Apple is killing Web?

Mr Super Shetty
A Web Developer
Published in
4 min readAug 30, 2020

This is Part Two of the series on Installing Apps on Apple and Why Apple is crippling Web but it shouldn’t. If you want to read about that go visit Part 1.

Apple, over the last few years, has treated Web App as a second or third class citizen. Some of you would blame Google for adding so many features to its browser at breakneck speed and that's partly true but that doesn’t shift the blame from Apple.

Apple recently declined to ship/develop NFC, Bluetooth and 14 other features in name of privacy. Unlike others, I do think they really mean it when they say they aren’t developing something because of privacy reasons. Most of these are really 5% features which only 5% of the Apps need. So let’s ignore it for now.

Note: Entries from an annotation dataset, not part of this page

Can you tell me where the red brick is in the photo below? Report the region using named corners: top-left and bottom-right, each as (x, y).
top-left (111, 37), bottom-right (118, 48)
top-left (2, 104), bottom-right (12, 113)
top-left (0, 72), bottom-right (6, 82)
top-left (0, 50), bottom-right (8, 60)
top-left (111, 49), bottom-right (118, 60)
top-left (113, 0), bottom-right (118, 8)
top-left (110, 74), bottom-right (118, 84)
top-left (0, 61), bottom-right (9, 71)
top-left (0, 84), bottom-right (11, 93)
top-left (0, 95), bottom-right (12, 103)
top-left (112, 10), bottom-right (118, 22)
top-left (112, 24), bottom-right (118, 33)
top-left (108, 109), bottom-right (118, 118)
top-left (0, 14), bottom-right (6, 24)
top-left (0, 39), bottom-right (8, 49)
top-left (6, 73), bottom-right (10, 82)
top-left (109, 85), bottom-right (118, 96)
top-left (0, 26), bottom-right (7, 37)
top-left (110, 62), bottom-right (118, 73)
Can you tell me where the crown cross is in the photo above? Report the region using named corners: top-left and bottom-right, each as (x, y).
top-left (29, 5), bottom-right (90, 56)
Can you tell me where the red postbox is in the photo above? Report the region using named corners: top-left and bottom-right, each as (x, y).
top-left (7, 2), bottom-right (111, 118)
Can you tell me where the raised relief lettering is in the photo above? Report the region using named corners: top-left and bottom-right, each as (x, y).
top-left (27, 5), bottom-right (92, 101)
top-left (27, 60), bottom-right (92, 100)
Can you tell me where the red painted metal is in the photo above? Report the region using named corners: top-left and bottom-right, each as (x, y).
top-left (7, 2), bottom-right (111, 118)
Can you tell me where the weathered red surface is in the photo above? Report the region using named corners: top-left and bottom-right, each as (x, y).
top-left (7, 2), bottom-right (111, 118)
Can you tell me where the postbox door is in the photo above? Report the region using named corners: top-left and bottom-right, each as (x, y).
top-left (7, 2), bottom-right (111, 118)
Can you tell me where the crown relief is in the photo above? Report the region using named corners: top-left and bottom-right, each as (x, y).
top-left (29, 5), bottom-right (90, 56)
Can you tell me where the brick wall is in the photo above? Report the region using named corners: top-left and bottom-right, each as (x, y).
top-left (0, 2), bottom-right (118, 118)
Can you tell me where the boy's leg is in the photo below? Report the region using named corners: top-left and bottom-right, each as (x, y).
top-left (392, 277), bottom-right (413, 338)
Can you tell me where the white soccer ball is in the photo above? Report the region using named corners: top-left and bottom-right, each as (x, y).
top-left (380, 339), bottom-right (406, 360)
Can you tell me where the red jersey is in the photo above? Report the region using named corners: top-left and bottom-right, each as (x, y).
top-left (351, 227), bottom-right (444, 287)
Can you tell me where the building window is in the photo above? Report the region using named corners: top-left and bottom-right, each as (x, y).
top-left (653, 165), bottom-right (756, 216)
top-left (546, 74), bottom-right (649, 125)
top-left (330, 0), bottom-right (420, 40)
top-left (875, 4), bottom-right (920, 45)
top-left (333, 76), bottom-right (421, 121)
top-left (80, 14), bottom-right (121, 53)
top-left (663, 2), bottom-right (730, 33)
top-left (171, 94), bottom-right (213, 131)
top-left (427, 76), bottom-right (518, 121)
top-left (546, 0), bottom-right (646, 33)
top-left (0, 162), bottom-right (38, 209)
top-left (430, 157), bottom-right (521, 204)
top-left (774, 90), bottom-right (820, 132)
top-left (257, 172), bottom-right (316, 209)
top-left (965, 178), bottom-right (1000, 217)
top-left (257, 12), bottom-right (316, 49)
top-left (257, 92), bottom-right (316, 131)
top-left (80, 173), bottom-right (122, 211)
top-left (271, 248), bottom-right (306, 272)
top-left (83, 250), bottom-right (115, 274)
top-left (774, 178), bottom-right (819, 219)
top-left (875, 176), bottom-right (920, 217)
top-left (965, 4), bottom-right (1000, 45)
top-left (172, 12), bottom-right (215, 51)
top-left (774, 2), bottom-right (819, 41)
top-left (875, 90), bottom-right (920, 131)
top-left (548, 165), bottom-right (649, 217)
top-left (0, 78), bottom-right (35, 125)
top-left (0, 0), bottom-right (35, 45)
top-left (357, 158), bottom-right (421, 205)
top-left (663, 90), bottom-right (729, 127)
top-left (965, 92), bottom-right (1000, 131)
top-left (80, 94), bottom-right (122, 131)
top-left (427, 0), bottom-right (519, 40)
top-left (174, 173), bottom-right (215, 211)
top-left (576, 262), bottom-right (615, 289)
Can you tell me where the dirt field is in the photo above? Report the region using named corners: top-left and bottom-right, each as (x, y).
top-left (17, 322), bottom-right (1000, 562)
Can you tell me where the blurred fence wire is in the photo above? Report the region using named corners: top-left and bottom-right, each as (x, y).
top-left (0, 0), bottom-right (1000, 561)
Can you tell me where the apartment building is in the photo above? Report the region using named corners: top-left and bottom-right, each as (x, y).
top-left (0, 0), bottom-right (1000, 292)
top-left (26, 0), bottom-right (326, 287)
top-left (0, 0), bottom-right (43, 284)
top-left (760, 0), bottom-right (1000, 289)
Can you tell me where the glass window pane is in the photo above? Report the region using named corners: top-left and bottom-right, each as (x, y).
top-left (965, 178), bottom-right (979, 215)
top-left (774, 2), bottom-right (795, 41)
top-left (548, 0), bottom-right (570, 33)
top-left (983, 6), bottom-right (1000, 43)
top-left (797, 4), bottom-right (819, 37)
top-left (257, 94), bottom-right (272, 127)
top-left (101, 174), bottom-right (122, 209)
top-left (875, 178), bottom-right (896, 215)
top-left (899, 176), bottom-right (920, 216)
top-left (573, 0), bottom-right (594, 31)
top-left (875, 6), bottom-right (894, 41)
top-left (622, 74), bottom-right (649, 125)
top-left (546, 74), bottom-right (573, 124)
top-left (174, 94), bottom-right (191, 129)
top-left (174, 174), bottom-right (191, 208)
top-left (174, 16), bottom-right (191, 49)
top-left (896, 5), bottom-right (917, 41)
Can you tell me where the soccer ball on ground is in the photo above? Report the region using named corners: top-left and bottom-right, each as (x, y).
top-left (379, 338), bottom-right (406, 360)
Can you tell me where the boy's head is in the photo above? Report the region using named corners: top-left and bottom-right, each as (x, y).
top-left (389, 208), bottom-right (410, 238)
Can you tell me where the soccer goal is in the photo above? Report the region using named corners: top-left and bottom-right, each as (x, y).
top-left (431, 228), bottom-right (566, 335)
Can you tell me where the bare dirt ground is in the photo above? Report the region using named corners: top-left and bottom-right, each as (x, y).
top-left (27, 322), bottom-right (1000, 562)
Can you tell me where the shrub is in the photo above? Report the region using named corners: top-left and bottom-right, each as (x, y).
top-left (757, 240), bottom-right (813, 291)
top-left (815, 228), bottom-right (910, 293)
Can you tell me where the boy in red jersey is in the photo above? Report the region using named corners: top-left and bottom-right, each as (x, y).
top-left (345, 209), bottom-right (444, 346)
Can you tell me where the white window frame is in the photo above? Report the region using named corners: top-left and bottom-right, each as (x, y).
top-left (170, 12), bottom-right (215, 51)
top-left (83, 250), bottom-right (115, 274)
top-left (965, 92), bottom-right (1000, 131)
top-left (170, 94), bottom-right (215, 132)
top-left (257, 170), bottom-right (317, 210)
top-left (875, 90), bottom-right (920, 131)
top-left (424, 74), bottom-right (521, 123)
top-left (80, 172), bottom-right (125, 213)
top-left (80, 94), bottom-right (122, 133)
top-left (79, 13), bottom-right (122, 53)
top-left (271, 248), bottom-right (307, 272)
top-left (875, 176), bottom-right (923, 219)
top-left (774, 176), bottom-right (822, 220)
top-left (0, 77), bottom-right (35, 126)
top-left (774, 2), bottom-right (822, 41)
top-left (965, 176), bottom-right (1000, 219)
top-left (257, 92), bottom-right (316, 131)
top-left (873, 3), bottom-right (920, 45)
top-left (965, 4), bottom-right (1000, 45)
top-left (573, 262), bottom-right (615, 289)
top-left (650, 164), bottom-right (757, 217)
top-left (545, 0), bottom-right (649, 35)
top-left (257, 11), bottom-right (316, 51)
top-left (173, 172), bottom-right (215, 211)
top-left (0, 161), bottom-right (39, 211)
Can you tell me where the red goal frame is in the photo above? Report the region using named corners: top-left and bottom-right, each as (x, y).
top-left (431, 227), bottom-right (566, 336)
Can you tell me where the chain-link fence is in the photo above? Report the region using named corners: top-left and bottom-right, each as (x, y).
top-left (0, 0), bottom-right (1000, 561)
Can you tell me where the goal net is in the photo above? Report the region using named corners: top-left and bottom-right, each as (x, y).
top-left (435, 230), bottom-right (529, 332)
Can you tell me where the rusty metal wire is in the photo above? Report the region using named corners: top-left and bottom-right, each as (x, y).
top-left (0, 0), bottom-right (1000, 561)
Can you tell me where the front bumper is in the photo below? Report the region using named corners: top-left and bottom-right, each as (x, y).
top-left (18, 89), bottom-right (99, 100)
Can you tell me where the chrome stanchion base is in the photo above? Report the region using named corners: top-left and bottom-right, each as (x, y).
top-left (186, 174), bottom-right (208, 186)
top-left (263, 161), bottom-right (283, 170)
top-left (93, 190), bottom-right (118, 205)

Let’s talk about other ways it has crippled the Web App experience. Apple was the first to bring Add to Home Screen. Which is adding any Website on the Home Screen. With the right meta tags user won’t even know it was a website. But over the years, with so many issues in this experience, it has become a pathetic experience to say least with things improving a bit in the last two years.

  1. First, it was these Apps suddenly losing the App icon.
  2. Second, Apple randomly or aggressively removing these Apps from a cache.
  3. Third, The App would entirely reload if went to the background.

A lot of these were fixed in the last two years but the destination is still far.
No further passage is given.